Let’s see the theory in action with a practical example. Let’s develop the code for a job that will return reporting metrics of a given dataset. The dataset is stored in an S3 bucket, and we must return the report to another S3 bucket. We will use Python and Pandas for this example.


import os

import pandas as pd

# Our Model class with a more meaninful name
class ReportGenerator:
    def genrate_report(self, df: pd.DataFrame) -> pd.DataFrame:
        # Let's not complicate ourselves for the example and use a pandas native method
        return df.describe()

# A simple view class
class ResultWriter:
    def write_results(self, df: pd.DataFrame, dst: str):
        df.to_parquet(dst)

# The main Controller class
class Controller:
    def __init__(self):
        # On initialization we will parse the configuration and create the needed objects
        self.src = os.getenv("S3_SRC_URL")
        self.dst = os.getenv("S3_DST_URL")

        self.report_generator = ReportGenerator()
        self.result_writer = ResultWriter()
    
    def run(self):
        # The main method that controlls the flow of the job
        df = pd.read_parquet(self.src)
        report = self.report_generator.genrate_report(df)
        self.result_writer.write_results(report)

We can see that immediately we can create a small test for our business logic like this:


import pandas as pd
import pytest

class TestReportGenerator:
    @pytest.fixture
    def input_data() -> pd.DataFrame:
        return pd.DataFrame({'test_column': [1, 1, 1, 1]})
    
    @pytest.fixture
    def expected_output_data() -> pd.DataFrame:
        return pd.DataFrame(
            {
                'test_column': {
                    'count': 4.0, 
                    'mean': 1.0, 
                    'std': 0.0, 
                    'min': 1.0, 
                    '25%': 1.0, 
                    '50%': 1.0, 
                    '75%': 1.0, 
                    'max': 1.0,
                }
            }
        )
    
    def test_basic(self, input_data: pd.DataFrame, expected_output_data: pd.DataFrame):
        report_generator = ReportGenerator()
        output = report_generator.genrate_report(input_data)
        pd.testing.assert_frame_equal(output, expected_output_data)

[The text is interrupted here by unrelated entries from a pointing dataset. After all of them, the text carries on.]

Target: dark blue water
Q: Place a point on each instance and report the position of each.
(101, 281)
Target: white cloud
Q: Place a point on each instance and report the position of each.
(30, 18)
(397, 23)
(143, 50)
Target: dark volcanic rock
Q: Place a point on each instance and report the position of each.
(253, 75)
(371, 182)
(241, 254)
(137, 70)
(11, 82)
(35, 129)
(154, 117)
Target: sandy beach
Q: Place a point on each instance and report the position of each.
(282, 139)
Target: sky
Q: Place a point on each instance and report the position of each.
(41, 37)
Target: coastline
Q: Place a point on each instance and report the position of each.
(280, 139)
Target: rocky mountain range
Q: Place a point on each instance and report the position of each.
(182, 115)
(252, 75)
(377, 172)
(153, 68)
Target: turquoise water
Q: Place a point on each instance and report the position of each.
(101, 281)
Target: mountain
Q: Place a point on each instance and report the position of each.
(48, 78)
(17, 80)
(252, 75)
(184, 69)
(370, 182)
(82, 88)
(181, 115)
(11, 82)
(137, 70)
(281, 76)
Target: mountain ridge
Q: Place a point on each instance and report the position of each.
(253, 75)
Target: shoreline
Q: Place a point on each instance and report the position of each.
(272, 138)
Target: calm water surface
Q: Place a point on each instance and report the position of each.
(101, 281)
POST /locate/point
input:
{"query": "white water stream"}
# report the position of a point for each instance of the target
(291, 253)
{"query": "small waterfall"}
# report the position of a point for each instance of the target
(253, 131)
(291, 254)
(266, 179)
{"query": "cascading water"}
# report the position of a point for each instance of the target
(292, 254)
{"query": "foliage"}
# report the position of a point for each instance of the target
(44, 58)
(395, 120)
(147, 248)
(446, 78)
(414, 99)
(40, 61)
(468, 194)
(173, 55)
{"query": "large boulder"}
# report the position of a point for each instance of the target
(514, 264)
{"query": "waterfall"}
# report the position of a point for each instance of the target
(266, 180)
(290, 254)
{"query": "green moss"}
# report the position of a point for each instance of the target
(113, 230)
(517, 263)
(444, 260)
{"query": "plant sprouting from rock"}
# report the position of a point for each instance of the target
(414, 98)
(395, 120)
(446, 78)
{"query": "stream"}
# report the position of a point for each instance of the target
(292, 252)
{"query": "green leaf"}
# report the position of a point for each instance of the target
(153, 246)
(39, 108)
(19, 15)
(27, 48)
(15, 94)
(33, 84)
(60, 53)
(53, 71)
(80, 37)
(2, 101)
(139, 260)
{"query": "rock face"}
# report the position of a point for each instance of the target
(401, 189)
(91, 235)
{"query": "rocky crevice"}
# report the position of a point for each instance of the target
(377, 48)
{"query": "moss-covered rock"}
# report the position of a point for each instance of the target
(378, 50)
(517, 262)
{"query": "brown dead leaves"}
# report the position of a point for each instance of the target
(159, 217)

This is a very small example, so some things look overkill. For example, wrapping up the Pandas to_parquet() method in a class like that. In real life, you don’t need to follow these guidelines to the letter if they don’t make sense for your use case.

Why should we use this pattern?

OOP Advantages

As we mentioned earlier, this relates to the Single Responsibility Principle. We create the right classes for the right job, and allow us to take advantage of the basic OOP principles:

Encapsulation is achieved by separating the classes and their roles

Enables inheritance and polymorphism. For example, we can define a generic interface or ML inference as a parent class, and then the controller can instantiate and launch each model based on the flow of the pipeline.

Easier tests, more tests

Another big advantage is that with this separation our code became much more testable. The logic to write and read the data is separated. As well as the code that instantiates and configures the Model. Our business logic is perfectly encapsulated in the Model, so we can focus on creating very good unit tests for that class. We only need to define the input and the expected output.

Creating integration tests to validate the View and the Controller is also a good idea. As always, the integration tests will still be challenging.

Modularity And Extensibility

With these abstractions (and good tests) we can perform changes easily in different parts of the pipeline. It also allows us to extend the functionality thanks to the OOP principles we mentioned above.

Conclusions

Data Engineers and Data Scientists produce a lot of software. So increasing our arsenal with more software patterns will always be useful. However, the key thing is to know how to apply them to our day-to-day lives.

In the following chapters, we will talk about other patterns that will help us to overcome more problems that the MVC pattern doesn’t solve.